I would guess these cards won't fit a 1U chassis, but I may be wrong.
The motherboard can have either a PCIe 1.1 or 2.0 bus, but the card will 
work at the lower
data rate available.
Check the FAQ on the PCIe site about this:

My mobo has PCIe 1.1, and only very recent ones seem to be 2.0.
So, performance may not be stellar, but hopefully it will be OK.
You may want to check the "CUDA enabled" card capabilities on the NVidia 
The CUDA Programming Guide Appendix A has the details
such as number of processors and "compute capability" (in a nutshell, 
1.0 is the basic 32-bit capability,
1.1 and 1.2 add a bit of functionality, 1.3 adds double precision support).

under "Documentation".

Also, it is worth taking a look at the NVidia  "CUDA on Linux" forum:


I posted questions about hardware requirements and software 
compatibility there
(my card is under Fedora Core 8),
and have got very helpful answers:


I hope this helps.
Gus Correa

Gustavo J. Ponce Correa, PhD - Email: gus at ldeo.columbia.edu
Lamont-Doherty Earth Observatory - Columbia University
P.O. Box 1000 [61 Route 9W] - Palisades, NY, 10964-8000 - USA

Jon Forrest wrote:

> Greg Lindahl wrote:
>> Well, then, why don't you run it on a low-end card that you already
>> have (finite/free = infinity)? If you aren't going to bother to
>> constrain the problem, you're going to get bogus answers.
> Easy.

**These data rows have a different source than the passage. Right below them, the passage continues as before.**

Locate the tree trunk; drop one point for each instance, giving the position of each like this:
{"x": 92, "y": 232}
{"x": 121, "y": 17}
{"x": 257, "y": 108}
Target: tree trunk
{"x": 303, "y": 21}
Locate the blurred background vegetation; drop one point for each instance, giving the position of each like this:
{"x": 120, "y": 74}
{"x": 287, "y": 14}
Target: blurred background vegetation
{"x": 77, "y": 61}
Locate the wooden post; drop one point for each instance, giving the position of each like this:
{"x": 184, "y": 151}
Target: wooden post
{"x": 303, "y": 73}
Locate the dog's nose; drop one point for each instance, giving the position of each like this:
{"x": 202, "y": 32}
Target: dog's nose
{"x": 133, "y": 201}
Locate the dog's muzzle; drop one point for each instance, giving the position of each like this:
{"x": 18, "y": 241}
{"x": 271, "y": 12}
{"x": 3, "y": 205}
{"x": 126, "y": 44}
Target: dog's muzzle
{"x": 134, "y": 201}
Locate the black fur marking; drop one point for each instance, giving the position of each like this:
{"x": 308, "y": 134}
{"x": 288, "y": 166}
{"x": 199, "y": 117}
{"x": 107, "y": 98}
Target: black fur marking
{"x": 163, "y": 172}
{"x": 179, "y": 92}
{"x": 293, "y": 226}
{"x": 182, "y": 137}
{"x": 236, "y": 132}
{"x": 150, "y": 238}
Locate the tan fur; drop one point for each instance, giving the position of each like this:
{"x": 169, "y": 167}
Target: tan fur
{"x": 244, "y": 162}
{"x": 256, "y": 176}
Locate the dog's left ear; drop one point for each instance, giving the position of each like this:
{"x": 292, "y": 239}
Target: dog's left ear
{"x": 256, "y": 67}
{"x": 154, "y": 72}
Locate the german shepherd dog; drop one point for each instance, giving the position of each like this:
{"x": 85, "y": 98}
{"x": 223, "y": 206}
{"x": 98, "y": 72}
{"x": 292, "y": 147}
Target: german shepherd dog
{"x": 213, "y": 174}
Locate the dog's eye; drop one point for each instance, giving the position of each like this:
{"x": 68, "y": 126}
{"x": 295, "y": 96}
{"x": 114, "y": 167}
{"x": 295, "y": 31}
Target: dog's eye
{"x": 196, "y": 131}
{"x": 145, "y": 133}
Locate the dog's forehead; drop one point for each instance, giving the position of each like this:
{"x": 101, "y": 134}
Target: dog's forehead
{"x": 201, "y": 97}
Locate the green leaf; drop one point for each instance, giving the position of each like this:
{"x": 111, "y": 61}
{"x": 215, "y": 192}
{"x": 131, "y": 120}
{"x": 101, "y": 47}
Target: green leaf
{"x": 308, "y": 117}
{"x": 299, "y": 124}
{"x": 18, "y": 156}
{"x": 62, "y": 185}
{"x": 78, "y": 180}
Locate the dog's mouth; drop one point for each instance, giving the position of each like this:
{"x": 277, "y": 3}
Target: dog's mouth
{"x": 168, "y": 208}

Because I don't already have a low-end card.
> What I'm going to try to do is to be able to show
> the faculty and grad students around here how
> easy it is to get a significant performance improvement
> by using CUDA as compared to using their normal
> i386 or x86_64 processors. The actual performance
> improvement isn't that important because even if it's
> just a 2X improvement it will be easy to justify.
> I'm expecting it to be a lot more because much
> of what goes on around here has already been ported
> and summarized on the CUDA web site with >=10X improvements.
> Then, once I've hooked the faculty I'll get them to buy
> a high-end card to get maximum performance.